Sample Preparation

The method of sample preparation largely depends on the aim of the research, yet the method is key to the success of experiments. While it is essential to reduce the complexity of a mixture, this process can be the most difficult part of proteomics research. There are many sample preparation options and methods available. Here are some precautions/recommendations for sample preparation:

HPLC protein and peptide purification:

• Samples submitted should be free of non-volatile buffer components if possible.
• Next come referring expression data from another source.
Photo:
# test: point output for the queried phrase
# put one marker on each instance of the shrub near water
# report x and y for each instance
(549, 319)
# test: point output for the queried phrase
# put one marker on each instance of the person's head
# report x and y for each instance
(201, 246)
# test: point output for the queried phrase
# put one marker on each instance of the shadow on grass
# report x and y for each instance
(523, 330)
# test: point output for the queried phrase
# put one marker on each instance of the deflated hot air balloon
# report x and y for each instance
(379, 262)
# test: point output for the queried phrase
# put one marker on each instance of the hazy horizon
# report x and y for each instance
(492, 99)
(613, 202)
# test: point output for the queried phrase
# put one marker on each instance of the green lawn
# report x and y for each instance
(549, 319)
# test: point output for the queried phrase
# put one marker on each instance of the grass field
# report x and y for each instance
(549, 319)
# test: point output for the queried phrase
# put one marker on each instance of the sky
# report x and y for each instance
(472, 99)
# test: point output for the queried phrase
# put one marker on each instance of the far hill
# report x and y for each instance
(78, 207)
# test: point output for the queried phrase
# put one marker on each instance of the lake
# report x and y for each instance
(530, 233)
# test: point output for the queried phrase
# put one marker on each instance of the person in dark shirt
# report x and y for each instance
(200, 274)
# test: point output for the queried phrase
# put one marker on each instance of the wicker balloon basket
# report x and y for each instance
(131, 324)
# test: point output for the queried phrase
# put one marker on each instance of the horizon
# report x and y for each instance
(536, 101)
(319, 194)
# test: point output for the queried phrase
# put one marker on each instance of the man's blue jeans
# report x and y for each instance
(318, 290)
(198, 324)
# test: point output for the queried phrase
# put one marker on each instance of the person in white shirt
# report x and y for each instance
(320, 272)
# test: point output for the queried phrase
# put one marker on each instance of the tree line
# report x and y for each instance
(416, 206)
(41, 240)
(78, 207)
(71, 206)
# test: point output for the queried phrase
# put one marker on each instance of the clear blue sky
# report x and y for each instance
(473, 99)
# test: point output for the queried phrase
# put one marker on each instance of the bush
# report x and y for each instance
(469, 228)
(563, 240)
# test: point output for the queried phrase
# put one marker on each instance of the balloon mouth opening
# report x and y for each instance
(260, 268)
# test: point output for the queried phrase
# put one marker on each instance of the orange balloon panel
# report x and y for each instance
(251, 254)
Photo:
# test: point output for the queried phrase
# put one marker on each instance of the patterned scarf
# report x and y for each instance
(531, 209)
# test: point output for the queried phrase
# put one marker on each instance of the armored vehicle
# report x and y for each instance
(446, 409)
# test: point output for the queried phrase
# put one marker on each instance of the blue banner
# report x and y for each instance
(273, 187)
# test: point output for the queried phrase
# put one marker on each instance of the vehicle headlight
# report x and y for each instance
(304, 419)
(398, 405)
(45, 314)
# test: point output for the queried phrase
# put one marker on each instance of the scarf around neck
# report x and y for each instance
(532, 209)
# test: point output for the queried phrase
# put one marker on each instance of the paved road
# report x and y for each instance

• For an analytical HPLC separation, up to 500 µg protein can be separated. An estimate of the quantity and quality of starting material is needed.

• We recommend samples dissolved in 0.1% TFA. If not soluble, add less than 15% acetonitrile.

• For special needs, columns and separation methods should be provided by users.

2-D gel protein separation:

• For analytical purposes, as little as 50 µg protein is needed. For preparative purposes, more than 1 mg protein can be loaded. The amount of sample depends on the complexity and the purpose of research.

• Salts, residue buffer components, and other charged small molecules should be removed. The tolerance for salts is 10 mM.

• Use zwitterionic or non-ionic detergents to increase protein solubility.

• Samples rich in nucleic acids should be treated with protease-free DNase/Rnase.

• Polysaccharides, lipids, and phenolic compounds should all be removed if possible.

Mass spectrometry:

• The Voyager DE STR and QSTAR are of superior resolution and sensitivity. An amount as little as 150 fmol may be enough for a protein identification. However, we would recommend 1-5 pmols for high quality data (10 ng for a 10 kDa protein is 1 pmol).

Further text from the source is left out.